In cases of this type an employment contract is an invaluable documentation of the religious and secular duties of the employee.  In this case, because the employee was of some longevity, the employee wrote a church newsletter article that dovetailed with the contract and explained the duties in the Plaintiff’s own words.  Church newsletters are often invaluable sources of this type of information.  Oddly, many churches do not keep file copies (paper or digital).
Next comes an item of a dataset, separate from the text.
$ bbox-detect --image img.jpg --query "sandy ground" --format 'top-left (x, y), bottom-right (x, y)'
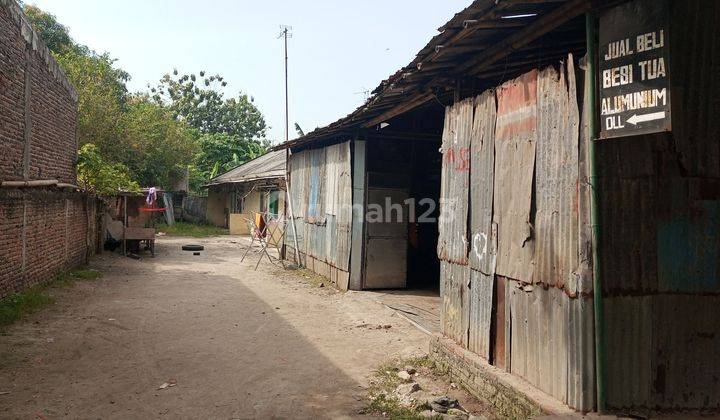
top-left (0, 237), bottom-right (429, 419)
A PICTURE IS WORTH A LAWSUIT

Even in light of recent Supreme Court decisions regarding federal employment claims against churches and parachurch organizations, some common law tort claims remain actionable against churches.  We have reported many times regarding defamation claims.  Defamation that is solely internal in the organization or in the web of organizations that make up a denominational authority is not likely to remain actionable long if it is at all.  Defamation between different organizations in the same denomination, or to outsiders, may or may not be the foundation of viable claims.
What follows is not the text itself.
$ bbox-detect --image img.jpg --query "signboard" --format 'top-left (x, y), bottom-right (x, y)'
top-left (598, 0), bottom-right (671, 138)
In McRaney v North American Mission Board, Southern Baptist Convention, Slip Op. (5th Cir. 2020), the United States Court of Appeals for the 5th Circuit reversed the dismissal entered by the trial court.  The Court of Appeals held that the dismissal was premature because the Complaint, the first document in a federal civil lawsuit, stated a civil claim and did not on its face appear to raise ecclesiastical issues.  Also, the case was not brought as an employment claim.  The only theories of recovery espoused were for intentional interference with business relationships, defamation, and intentional infliction of emotional distress.  The Plaintiff was formerly employed as the Executive Director of the General Mission Board of Maryland / Delaware.  The Plaintiff alleged the Defendant made false statements about him that caused him to be fired from his position, caused him to be “uninvited” to speak at a large mission symposium, and posted a picture of him at the Defendant’s offices to malign him.  On remand, discovery may still lead to dismissal of the case by motion for summary judgment, in which more may be considered than merely the contents up to the four corners of the Complaint.

The lesson to be learned is that there are litigation risks other than wrongful termination and federal employment law claims.  While defamation cases are rarely successful, churches communicating negative information about a former employee to a prospective new employer should do so only to protect the public good rather than merely because an employee fell out of favor or left hard feelings.